O sancte coeli Claviger,
Tu nos precando subleva;
Tu redde nobis pervia
Aulae supernæ limina

Tu rem tuere publicam,
Qui te colunt, fidelium,
Ne læsa sit contagiis,
Ne scissa sit discordiis.

O sancte coeli Claviger,
Tu nos precando subleva;
Tu redde nobis pervia
Aulae supernæ limina

Quos hostis antiquus dolos
Instruxit in nos, destrue;
Truces et iras comprime,
Ne clade nostra sceviat.

O sancte coeli Claviger,
Tu nos precando subleva;
Tu redde nobis pervia
Aulae supernæ limina

Contra furentis impetus
In morte vires suffice,
Ut et supremo vincere
Possimus in certamine.

O sancte coeli Claviger,
Tu nos precando subleva;
Tu redde nobis pervia
Aulae supernæ limina

Gloria Patri et Filio et Spiritui Sancto.


O sancte coeli Claviger,
Tu nos precando subleva;
Tu redde nobis pervia
Aulae supernæ limina

Ant. Tu es Pastor ovium, Princeps Apostolorum ;
tibi traditæ sunt claves regni coelorum.


V/. Tu es Petrus.

R/. Et super hanc petram ædificabo ecclesiam meam.

Oremus. Apostoligis nos, Domine quæsumus, beati Petri Apostoli tui attolle præsidiisiut quanto fragiliores sumus, tanto ejus intercessione validioribus auxiliis foveamur; et jugiter apostolica defensione muniti, nec succumbamus vitiis, nec opprimamur adversis.

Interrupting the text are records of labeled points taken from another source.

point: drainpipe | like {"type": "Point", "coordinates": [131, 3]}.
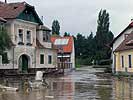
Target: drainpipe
{"type": "Point", "coordinates": [13, 57]}
{"type": "Point", "coordinates": [114, 63]}
{"type": "Point", "coordinates": [35, 60]}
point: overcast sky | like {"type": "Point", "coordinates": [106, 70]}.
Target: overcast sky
{"type": "Point", "coordinates": [81, 15]}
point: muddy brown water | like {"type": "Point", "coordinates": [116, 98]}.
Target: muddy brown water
{"type": "Point", "coordinates": [81, 84]}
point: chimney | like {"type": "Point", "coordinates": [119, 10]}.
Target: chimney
{"type": "Point", "coordinates": [5, 1]}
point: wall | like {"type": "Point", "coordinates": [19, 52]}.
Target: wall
{"type": "Point", "coordinates": [73, 56]}
{"type": "Point", "coordinates": [117, 43]}
{"type": "Point", "coordinates": [126, 61]}
{"type": "Point", "coordinates": [46, 52]}
{"type": "Point", "coordinates": [15, 52]}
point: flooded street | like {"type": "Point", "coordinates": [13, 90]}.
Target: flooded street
{"type": "Point", "coordinates": [82, 84]}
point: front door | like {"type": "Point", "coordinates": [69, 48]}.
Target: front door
{"type": "Point", "coordinates": [23, 63]}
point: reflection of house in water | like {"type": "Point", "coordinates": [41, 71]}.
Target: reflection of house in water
{"type": "Point", "coordinates": [66, 52]}
{"type": "Point", "coordinates": [123, 89]}
{"type": "Point", "coordinates": [62, 88]}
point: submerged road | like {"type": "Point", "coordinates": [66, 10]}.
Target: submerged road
{"type": "Point", "coordinates": [83, 84]}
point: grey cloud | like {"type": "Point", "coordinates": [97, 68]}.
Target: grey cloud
{"type": "Point", "coordinates": [81, 15]}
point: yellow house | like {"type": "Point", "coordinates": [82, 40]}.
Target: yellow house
{"type": "Point", "coordinates": [123, 55]}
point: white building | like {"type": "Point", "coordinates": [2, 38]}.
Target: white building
{"type": "Point", "coordinates": [31, 48]}
{"type": "Point", "coordinates": [117, 41]}
{"type": "Point", "coordinates": [66, 51]}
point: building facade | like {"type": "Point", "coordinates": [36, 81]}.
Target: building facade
{"type": "Point", "coordinates": [66, 51]}
{"type": "Point", "coordinates": [29, 50]}
{"type": "Point", "coordinates": [122, 51]}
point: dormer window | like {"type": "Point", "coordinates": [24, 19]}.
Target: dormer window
{"type": "Point", "coordinates": [20, 37]}
{"type": "Point", "coordinates": [28, 37]}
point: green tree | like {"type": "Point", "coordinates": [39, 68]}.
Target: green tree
{"type": "Point", "coordinates": [103, 36]}
{"type": "Point", "coordinates": [56, 27]}
{"type": "Point", "coordinates": [5, 43]}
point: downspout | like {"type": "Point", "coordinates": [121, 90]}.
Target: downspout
{"type": "Point", "coordinates": [114, 64]}
{"type": "Point", "coordinates": [13, 57]}
{"type": "Point", "coordinates": [35, 60]}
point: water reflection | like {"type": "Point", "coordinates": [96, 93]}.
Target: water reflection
{"type": "Point", "coordinates": [123, 89]}
{"type": "Point", "coordinates": [79, 85]}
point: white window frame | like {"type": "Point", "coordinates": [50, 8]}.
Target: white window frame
{"type": "Point", "coordinates": [30, 36]}
{"type": "Point", "coordinates": [40, 58]}
{"type": "Point", "coordinates": [18, 35]}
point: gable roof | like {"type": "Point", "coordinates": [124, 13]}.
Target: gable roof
{"type": "Point", "coordinates": [67, 47]}
{"type": "Point", "coordinates": [127, 44]}
{"type": "Point", "coordinates": [13, 10]}
{"type": "Point", "coordinates": [129, 26]}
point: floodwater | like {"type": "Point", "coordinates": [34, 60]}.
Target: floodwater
{"type": "Point", "coordinates": [82, 84]}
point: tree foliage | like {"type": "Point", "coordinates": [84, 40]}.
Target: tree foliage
{"type": "Point", "coordinates": [56, 27]}
{"type": "Point", "coordinates": [95, 48]}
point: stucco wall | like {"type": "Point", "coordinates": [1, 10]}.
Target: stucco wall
{"type": "Point", "coordinates": [117, 43]}
{"type": "Point", "coordinates": [126, 60]}
{"type": "Point", "coordinates": [46, 52]}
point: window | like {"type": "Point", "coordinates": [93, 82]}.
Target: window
{"type": "Point", "coordinates": [28, 37]}
{"type": "Point", "coordinates": [49, 59]}
{"type": "Point", "coordinates": [41, 59]}
{"type": "Point", "coordinates": [20, 35]}
{"type": "Point", "coordinates": [129, 59]}
{"type": "Point", "coordinates": [122, 61]}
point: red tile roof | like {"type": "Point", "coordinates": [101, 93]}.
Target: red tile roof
{"type": "Point", "coordinates": [127, 44]}
{"type": "Point", "coordinates": [11, 10]}
{"type": "Point", "coordinates": [66, 48]}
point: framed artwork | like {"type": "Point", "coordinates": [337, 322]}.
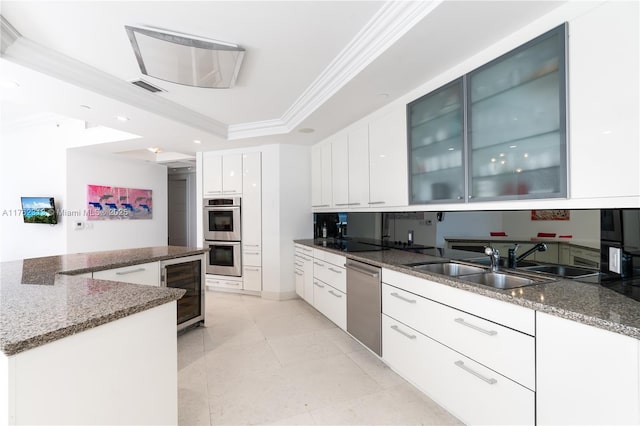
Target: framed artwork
{"type": "Point", "coordinates": [116, 203]}
{"type": "Point", "coordinates": [550, 214]}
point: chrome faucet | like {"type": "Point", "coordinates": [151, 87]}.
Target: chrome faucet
{"type": "Point", "coordinates": [513, 260]}
{"type": "Point", "coordinates": [494, 256]}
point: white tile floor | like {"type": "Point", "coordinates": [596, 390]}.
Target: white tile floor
{"type": "Point", "coordinates": [269, 362]}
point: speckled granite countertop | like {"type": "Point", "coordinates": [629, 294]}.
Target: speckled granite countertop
{"type": "Point", "coordinates": [42, 301]}
{"type": "Point", "coordinates": [586, 303]}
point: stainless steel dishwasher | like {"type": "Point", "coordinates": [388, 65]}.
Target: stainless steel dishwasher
{"type": "Point", "coordinates": [364, 304]}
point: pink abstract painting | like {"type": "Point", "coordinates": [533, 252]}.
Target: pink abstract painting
{"type": "Point", "coordinates": [115, 203]}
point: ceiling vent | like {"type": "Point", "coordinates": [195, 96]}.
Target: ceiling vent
{"type": "Point", "coordinates": [147, 86]}
{"type": "Point", "coordinates": [185, 59]}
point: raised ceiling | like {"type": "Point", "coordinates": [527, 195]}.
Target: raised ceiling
{"type": "Point", "coordinates": [318, 64]}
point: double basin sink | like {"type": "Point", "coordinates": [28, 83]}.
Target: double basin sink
{"type": "Point", "coordinates": [502, 280]}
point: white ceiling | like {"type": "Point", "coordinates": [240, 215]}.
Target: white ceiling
{"type": "Point", "coordinates": [317, 64]}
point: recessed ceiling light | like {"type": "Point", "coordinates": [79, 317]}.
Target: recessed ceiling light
{"type": "Point", "coordinates": [9, 84]}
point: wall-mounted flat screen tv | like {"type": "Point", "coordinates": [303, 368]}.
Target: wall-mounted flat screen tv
{"type": "Point", "coordinates": [39, 210]}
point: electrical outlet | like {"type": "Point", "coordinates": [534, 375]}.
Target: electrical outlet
{"type": "Point", "coordinates": [614, 260]}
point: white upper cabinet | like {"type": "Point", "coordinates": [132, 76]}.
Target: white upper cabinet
{"type": "Point", "coordinates": [251, 201]}
{"type": "Point", "coordinates": [358, 152]}
{"type": "Point", "coordinates": [388, 185]}
{"type": "Point", "coordinates": [212, 174]}
{"type": "Point", "coordinates": [321, 176]}
{"type": "Point", "coordinates": [340, 168]}
{"type": "Point", "coordinates": [221, 175]}
{"type": "Point", "coordinates": [604, 108]}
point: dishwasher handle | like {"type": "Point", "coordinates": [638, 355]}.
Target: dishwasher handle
{"type": "Point", "coordinates": [363, 268]}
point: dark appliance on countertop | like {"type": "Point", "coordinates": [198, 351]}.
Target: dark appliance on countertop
{"type": "Point", "coordinates": [364, 304]}
{"type": "Point", "coordinates": [620, 242]}
{"type": "Point", "coordinates": [223, 236]}
{"type": "Point", "coordinates": [186, 273]}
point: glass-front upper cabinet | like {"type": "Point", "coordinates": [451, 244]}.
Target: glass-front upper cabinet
{"type": "Point", "coordinates": [436, 145]}
{"type": "Point", "coordinates": [517, 122]}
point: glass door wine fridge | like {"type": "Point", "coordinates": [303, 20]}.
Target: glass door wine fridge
{"type": "Point", "coordinates": [186, 273]}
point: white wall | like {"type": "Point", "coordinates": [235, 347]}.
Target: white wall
{"type": "Point", "coordinates": [33, 163]}
{"type": "Point", "coordinates": [92, 169]}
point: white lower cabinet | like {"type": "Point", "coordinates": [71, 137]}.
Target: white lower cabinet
{"type": "Point", "coordinates": [230, 283]}
{"type": "Point", "coordinates": [467, 389]}
{"type": "Point", "coordinates": [585, 375]}
{"type": "Point", "coordinates": [144, 273]}
{"type": "Point", "coordinates": [252, 278]}
{"type": "Point", "coordinates": [330, 302]}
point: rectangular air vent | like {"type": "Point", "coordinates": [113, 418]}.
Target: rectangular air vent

Per Christum, etc.

Seek ye a patron to defend your cause?
Then, one and all,
Without delay upon the
Prince Of the Apostles call.

Blest holder of the heavenly keys,
Thy prayers we all implore;
Unlock to us the sacred bars
Of heaven’s eternal door.

By penitential tears thou didst
The path of life regain ;
Teach us with thee to weep our sins,
And wash away their stain.

Blest holder of the heavenly keys,
Thy prayers we all implore;
Unlock to us the sacred bars
Of heaven’s eternal door.

The angel touch’d thee, and forthwith
Thy chains from off thee fell;
Oh, loose us from the subtle coils
That bind us fast to hell.

Blest holder of the heavenly keys,
Thy prayers we all implore;
Unlock to us the sacred bars
Of heaven’s eternal door.


Firm rock, whereon the Church is based,
Pillar that cannot bend,
With strength endue us;
and the faith from heresy defend.

Blest holder of the heavenly keys,
Thy prayers we all implore;
Unlock to us the sacred bars
Of heaven’s eternal door.

Save Rome, which from the days of old
Thy blood hath sanctified;
And help the nations of the earth
That in thy help confide.

Blest holder of the heavenly keys,
Thy prayers we all implore;
Unlock to us the sacred bars
Of heaven’s eternal door.

Oh, worshipp’d by all Christendom,
Her realms in peace maintain;
Let no contagion sap her strength,
No discord rend in twain.

Blest holder of the heavenly keys,
Thy prayers we all implore;
Unlock to us the sacred bars
Of heaven’s eternal door.

The weapons which our ancient foe
Against us doth prepare,
Crush thou; nor suffer us to fall
Into his deadly snare.

Blest holder of the heavenly keys,
Thy prayers we all implore;
Unlock to us the sacred bars
Of heaven’s eternal door.

Guard us through life; and in that hour
When our last flight draws nigh,
O’er death, o’er hell, o’er Satans power,
Gain us the victory.

Blest holder of the heavenly keys,
Thy prayers we all implore;
Unlock to us the sacred bars
Of heaven’s eternal door.

Glory be to the Father and to the Son and to the Holy Ghost.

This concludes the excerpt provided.